Die Tarifvertragsparteien verlangen nicht nur eine „Ausbildung“, sondern eine abgeschlossene Berufsausbildung. Unter dem Begriff der „Ausbildung“ wird die Vermittlung von Kenntnissen und Fähigkeiten verstanden, die für eine bestimmte Tätigkeit oder Aufgaben Voraussetzung sind (BAG 24. Februar 2010 - 4 AZR 657/08 - Rn. 51; BAG 26.04.2017 - 4 ABR 73/16). Die abgeschlossene Berufsausbildung erfordert das Bestehen einer Abschlussprüfung in einem nach dem Berufsbildungsgesetz oder der Handwerksordnung staatlich anerkannten oder als staatlich anerkannt geltenden Ausbildungsberuf. Eine Ausnahme bilden die medizinischen Berufe, hier existieren gesonderte gesetzliche Regelungen wie z.B. das Altenpflegegesetz. 

 

Unter einer abgeschlossenen Berufsausbildung sind nur Berufsausbildung mit mindestens 3- jähriger Dauer der Ausbildung zu verstehen. Für die dreijährigen Dauer der Berufsausbildung ist die objektive Dauer der Berufsausbildung entscheidend. Beschäftigte, die die Dauer der Berufsausbildung verkürzen können, zum Beispiel weil sie die allgemeine Hochschulreife erworben haben, erfüllen diese Voraussetzung dennoch, soweit die Regelausbildungsdauer mindestens drei Jahre beträgt.

 

Für die Eingruppierung in dieses Tätigkeitsmerkmal reicht die abgeschlossene Berufsausbildung allein jedoch nicht aus; die auszuübende Tätigkeit muss vielmehr einer abgeschlossenen Berufsausbildung im Sinne des § 11 TV EntgO Bund entsprechen, d. h. die Tätigkeit muss die Berufsausbildung erfordern

 

Die Tätigkeit eines Hausmeisters, der nur für Kleinreparaturen zuständig ist, diese terminlich koordiniert und die Durchführung der Reparaturen durch Drittfirmen überwacht, ist keine dem ausgebildeten Elektriker/ Elektroniker entsprechende Tätigkeit i.S.v.
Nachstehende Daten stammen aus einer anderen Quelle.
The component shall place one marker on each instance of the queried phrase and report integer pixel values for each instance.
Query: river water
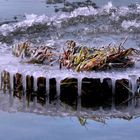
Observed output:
(37, 22)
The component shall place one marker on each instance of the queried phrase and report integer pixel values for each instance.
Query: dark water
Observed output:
(23, 126)
(37, 22)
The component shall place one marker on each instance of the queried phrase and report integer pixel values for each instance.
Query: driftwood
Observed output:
(79, 58)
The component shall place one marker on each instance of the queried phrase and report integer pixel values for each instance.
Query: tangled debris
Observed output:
(79, 57)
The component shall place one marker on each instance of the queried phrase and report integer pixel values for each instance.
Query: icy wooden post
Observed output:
(106, 93)
(47, 88)
(91, 92)
(41, 92)
(133, 86)
(69, 91)
(18, 85)
(5, 84)
(121, 92)
(29, 88)
(52, 91)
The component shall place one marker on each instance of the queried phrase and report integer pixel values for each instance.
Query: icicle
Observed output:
(47, 85)
(11, 81)
(79, 104)
(34, 102)
(79, 86)
(58, 83)
(0, 79)
(24, 82)
(35, 83)
(113, 93)
(101, 80)
(133, 80)
(113, 85)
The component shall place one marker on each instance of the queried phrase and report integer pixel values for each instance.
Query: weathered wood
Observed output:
(94, 91)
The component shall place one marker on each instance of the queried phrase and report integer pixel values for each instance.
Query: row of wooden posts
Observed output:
(92, 92)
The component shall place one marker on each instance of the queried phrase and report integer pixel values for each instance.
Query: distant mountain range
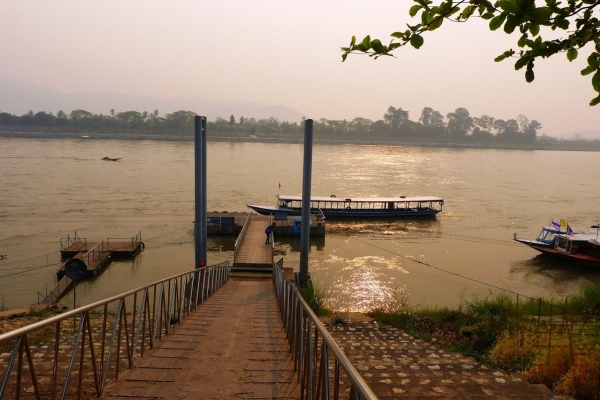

Entgeltgruppe 5 nach Anlage 1 Teil A Nr. 1.2 EntgO VKA geltend. Für die Eingruppierung in die Entgeltgruppe 5 EntgO VKA ist Voraussetzung, dass die Tätigkeit von einem Beschäftigten mit einer ordnungsgemäß abgeschlossenen Berufsausbildung ausgeübt wird und diese im Wesentlichen dem Berufsbild des erlernten Berufes entspricht. Nicht ausreichend ist, dass die Beschäftigten über die Berufsausbildung verfügen. Erforderlich ist vielmehr, dass sie auch in ihrem erlernten Beruf beschäftigt werden (Arbeitsgericht Stralsund 06.03.2019 – 3 Ca 229/18). 

 

3. Qualifikationsebene:

 

Die dritte Qualifikationsebene ab Entgeltgruppe 9b setzt eine abgeschlossene Hochschulbildung voraus. Alternativ dazu können in Entgeltgruppe 9b auch Beschäftigte ohne Hochschulbildung eingruppiert werden, wenn die ihnen übertragenen Tätigkeiten gründliche umfassende Fachkenntnisse und selbständige Leistungen voraussetzen. 

 

Eine abgeschlossene Hochschulbildung liegt vor, wenn von einer staatlichen Hochschule im Sinne des § 1 Hochschulrahmengesetz (HRG) oder einer nach § 70 HRG staatlich anerkannten Hochschule 

  • ein Diplomgrad mit dem Zusatz "Fachhochschule" ("FH")

  • ein anderer nach § 18 HRG gleichwertiger Abschlussgrad 

  • Bachelor

verliehen wurde. Die Abschlussprüfung muss in einem Studiengang abgelegt worden sein, der seinerseits mindestens das Zeugnis der Hochschulreife (allgemeine Hochschulreife oder einschlägige fachgebundene Hochschulreife) oder eine andere landesrechtliche Hochschulzugangsberechtigung als Zugangsvoraussetzung erfordert. Alternative Zugangsmöglichkeiten regelt das jeweilige Hochschulgesetz eines Bundeslandes. In der Regel sind die Meisterprüfung oder die Ausbildung an einer Fachschule, z.B. Techniker eine alternative Zugangsmöglichkeit. Für den Abschluss des Bachelors muss eine Regelstudienzeit von mindestens sechs Semestern – ohne etwaige Praxissemester, Prüfungssemester o. Ä. – vorgeschrieben sein.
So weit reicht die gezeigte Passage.